# Any info on these old ID12's?



## loNote (Nov 26, 2007)

I got these a couple days ago thinking I was buying IDQ's. Turns out these are ID12 single 8 ohm. I can not find any info on these particular subs. I may swap them in place of my Shiva MKIII subs in my HT boxes and see how they do.


----------



## SoundJunkie (Dec 3, 2008)

The IDQ V2's were more for sq and small sealed enclosures. The ID V2's, from memory, were more of an spl oriented sub. I believe the 12 likes about 2 cubes ported and 250-350 watts. Should do nicely as a ht sub.

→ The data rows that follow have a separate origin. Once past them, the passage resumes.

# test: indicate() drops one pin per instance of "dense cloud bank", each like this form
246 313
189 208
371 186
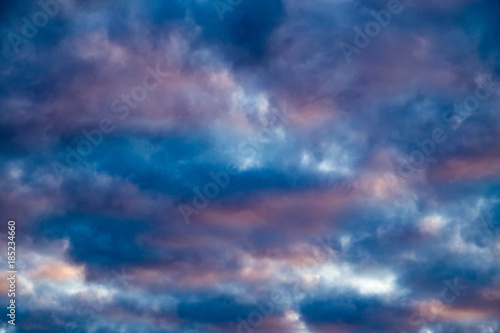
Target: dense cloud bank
252 165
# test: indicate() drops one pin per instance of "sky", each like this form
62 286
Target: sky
251 166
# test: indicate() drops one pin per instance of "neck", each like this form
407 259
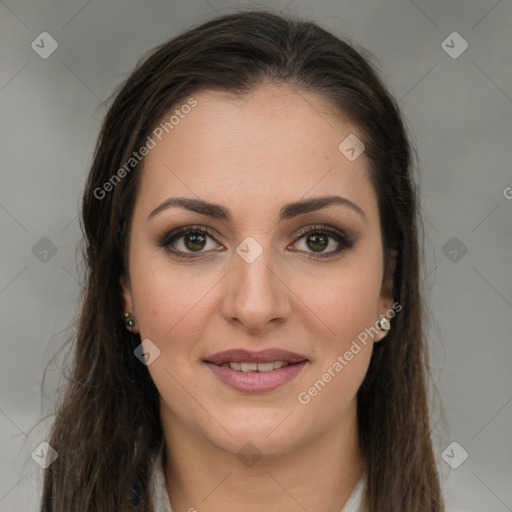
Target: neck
320 474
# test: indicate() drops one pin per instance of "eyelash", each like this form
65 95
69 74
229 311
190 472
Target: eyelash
343 240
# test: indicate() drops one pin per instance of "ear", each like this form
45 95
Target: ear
386 299
127 298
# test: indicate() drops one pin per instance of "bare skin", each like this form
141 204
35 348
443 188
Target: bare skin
252 155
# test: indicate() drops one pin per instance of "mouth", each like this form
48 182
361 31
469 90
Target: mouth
255 372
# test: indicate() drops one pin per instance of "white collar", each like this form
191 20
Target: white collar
161 501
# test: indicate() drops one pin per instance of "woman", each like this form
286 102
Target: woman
251 330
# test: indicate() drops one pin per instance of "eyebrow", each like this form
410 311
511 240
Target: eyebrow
288 211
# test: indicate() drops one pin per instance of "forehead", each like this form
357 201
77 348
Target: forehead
272 146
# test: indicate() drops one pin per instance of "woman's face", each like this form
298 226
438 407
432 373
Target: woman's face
254 281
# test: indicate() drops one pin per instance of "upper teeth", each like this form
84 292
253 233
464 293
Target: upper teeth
255 367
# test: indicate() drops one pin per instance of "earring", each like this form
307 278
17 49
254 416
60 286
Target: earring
129 321
383 323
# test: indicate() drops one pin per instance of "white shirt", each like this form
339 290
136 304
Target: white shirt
161 501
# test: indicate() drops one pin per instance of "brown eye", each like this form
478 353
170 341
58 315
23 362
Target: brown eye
183 242
318 238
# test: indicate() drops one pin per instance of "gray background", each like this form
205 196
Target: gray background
459 111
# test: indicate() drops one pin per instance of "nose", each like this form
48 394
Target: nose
256 295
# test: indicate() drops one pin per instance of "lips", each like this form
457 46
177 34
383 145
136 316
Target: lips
263 356
250 372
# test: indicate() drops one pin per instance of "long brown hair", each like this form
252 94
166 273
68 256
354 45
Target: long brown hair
107 426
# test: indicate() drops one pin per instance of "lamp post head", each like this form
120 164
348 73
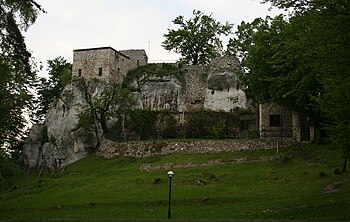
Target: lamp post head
170 174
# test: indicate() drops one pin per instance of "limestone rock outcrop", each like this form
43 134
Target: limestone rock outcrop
59 141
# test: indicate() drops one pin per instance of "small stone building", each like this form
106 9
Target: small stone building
279 122
106 63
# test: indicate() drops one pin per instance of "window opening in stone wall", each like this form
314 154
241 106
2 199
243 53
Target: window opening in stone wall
275 120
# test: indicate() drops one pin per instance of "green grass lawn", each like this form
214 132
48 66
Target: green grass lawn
291 187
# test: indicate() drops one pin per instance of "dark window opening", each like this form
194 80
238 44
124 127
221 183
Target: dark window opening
275 120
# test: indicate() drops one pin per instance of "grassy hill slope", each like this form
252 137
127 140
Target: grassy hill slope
298 184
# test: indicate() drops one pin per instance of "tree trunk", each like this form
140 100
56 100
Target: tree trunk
344 164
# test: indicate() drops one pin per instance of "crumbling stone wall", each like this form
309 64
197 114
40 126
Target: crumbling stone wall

Sent from my DROID RAZR using Tapatalk 2


----------



## STROKD (Jan 24, 2013)

SoundJunkie said:


> The IDQ V2's were more for sq and small sealed enclosures. The ID V2's, from memory, were more of an spl oriented sub. I believe the 12 likes about 2 cubes ported and 250-350 watts. Should do nicely as a ht sub.
> 
> Sent from my DROID RAZR using Tapatalk 2


I believe this is correct... I have an IDQ v2 in a TINY box because its the best sounding small box speaker I have heard or could locate... The IDs like larger boxes.


----------